Using document reviews, semi-structured interviews with key informants, and discussions with officials from specific disease programs, we conducted a task analysis to define the surveillance skills and activities required for implementing surveillance recommendations for each of 19 priority diseases targeted by IDSR. "Skills" were defined as the actions of individual health workers and "activities" as an outcome of the combined skills of one or more health workers. A five-step task analysis enabled reconciliation of several complex surveillance components into a set of skills-based, observable actions [22, 23]. The steps used are outlined below.
Step 1: specify the surveillance and response requirements for each priority disease or condition targeted by IDSR
We reviewed the standard practice guidelines for each specific disease involved in the IDSR strategy to identify the surveillance requirements (for example, standard case definitions, data elements for reporting, thresholds and laboratory testing, and response actions) for each of the 19 priority diseases. We consulted disease experts to confirm and modify our understanding of surveillance and response requirements for each disease. When our search revealed gaps or variations in technical elements, an international technical collaboration team comprised of WHO, CDC and other epidemiologists, disease control experts, laboratory chiefs, and program managers was asked to help standardize the descriptions of surveillance and response activities across disease categories. Their comments were aggregated and common areas of agreement were found. This step resulted in standard surveillance case definitions for both the community and district levels, definitions of surveillance action thresholds for timely public health actions, clarification of the role of laboratory confirmation in suspected outbreaks, and specification of minimum data elements for reporting and analysis.

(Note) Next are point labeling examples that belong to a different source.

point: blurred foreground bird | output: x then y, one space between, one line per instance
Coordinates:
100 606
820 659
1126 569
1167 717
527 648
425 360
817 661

Step 2: identify the skills and activities that are common to each specific disease and categorize the features within seven core functions – case identification or detection, reporting, analysis, investigation, response, feedback and program evaluation
After we achieved agreement on disease-specific requirements (for example, consistent wording of case definitions), we sorted the recommendations according to surveillance functions. We included laboratory activities within the seven core functions, positioning laboratory support as integral to a public health surveillance system.
Step 3: choose a visual representation of the multi-level, multi-disease system
We selected a matrix format to display the skills and activities selected in step 2 (Figure 3).

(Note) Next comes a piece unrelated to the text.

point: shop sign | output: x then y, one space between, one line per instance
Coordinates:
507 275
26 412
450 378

Step 4: relate the skills in disease-specific systems with a core surveillance and response function in a multi-level system
Core surveillance and response functions are those activities for detection of cases and patients, registration of cases in log books and registers, confirmation with laboratory results, analysis of reported data, use and feedback of data, and epidemic preparedness and response . Associated support functions that enable implementation of the core surveillance and response activities include coordination, supervision, training, and mobilization of resources .

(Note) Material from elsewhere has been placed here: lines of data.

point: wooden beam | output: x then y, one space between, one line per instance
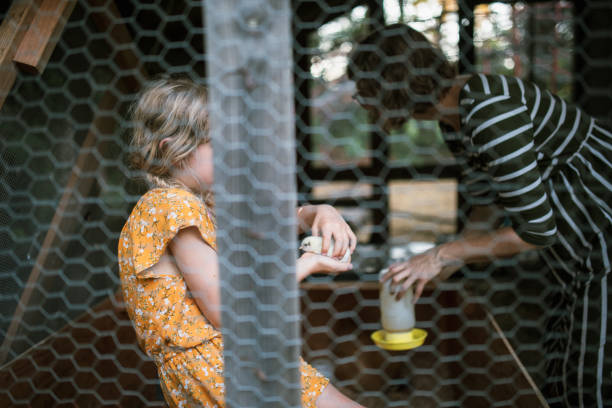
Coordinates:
12 30
248 48
42 36
101 125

The column headings listed across the top of the matrix (Identify, Report, Analyze, Interpret, Investigate, Respond, Provide Feedback and Evaluate) incorporate both surveillance and support functions. The levels of the health system – community (typically a village), health facilities, district or intermediate (such as a state or province), national and international (WHO country and regional offices) – were displayed as row headings (see Additional file 1). Each cell in the matrix was a prompt for deciding on the placement of the skills and activities derived in Step 2 . For example, we described dissemination of standard case definitions throughout a national system as a responsibility related to each level in the "Identify" column. This makes explicit the role of the national level to establish standard case definitions and action thresholds. The role of the district or intermediate level is to disseminate the standard case definitions through training, supervision and monitoring. The health facility uses the definitions to identify the cases or outbreaks of the priority diseases or conditions. Simplified case definitions could be used locally to link the community to the health facility and, eventually, to other levels. At all levels it is important to adapt existing systems to local needs.
Step 5: cross-check the assignment of skills and activities to specific functions or levels
To validate the assignment of surveillance skills and activities to specific functions, we conducted multiple review sessions to obtain further feedback and confirmation from disease program and surveillance experts in WHO, CDC, and other public health organizations. One outcome from this step was an observation that the placement of a skill at any one of the levels depended upon the availability of resources and policies that support an individual system. We portrayed this observation with a broken line between rows (representing the levels) to indicate flexibility during adaptation to national contexts and resources. The challenges affecting the placement of the skill at a particular level might be financial (such as when funding limits resources to infrastructure for a single, vertical disease program) but can also be technical (such as lack of skill to inoculate cholera specimens properly into transport media) and cultural (such as reluctance to collect spinal fluid specimens in a meningitis epidemic). This external validation has led to adoption of practical solutions such as more effective resource acquisition, provision of laboratory training kits, and use of culturally sensitive community education.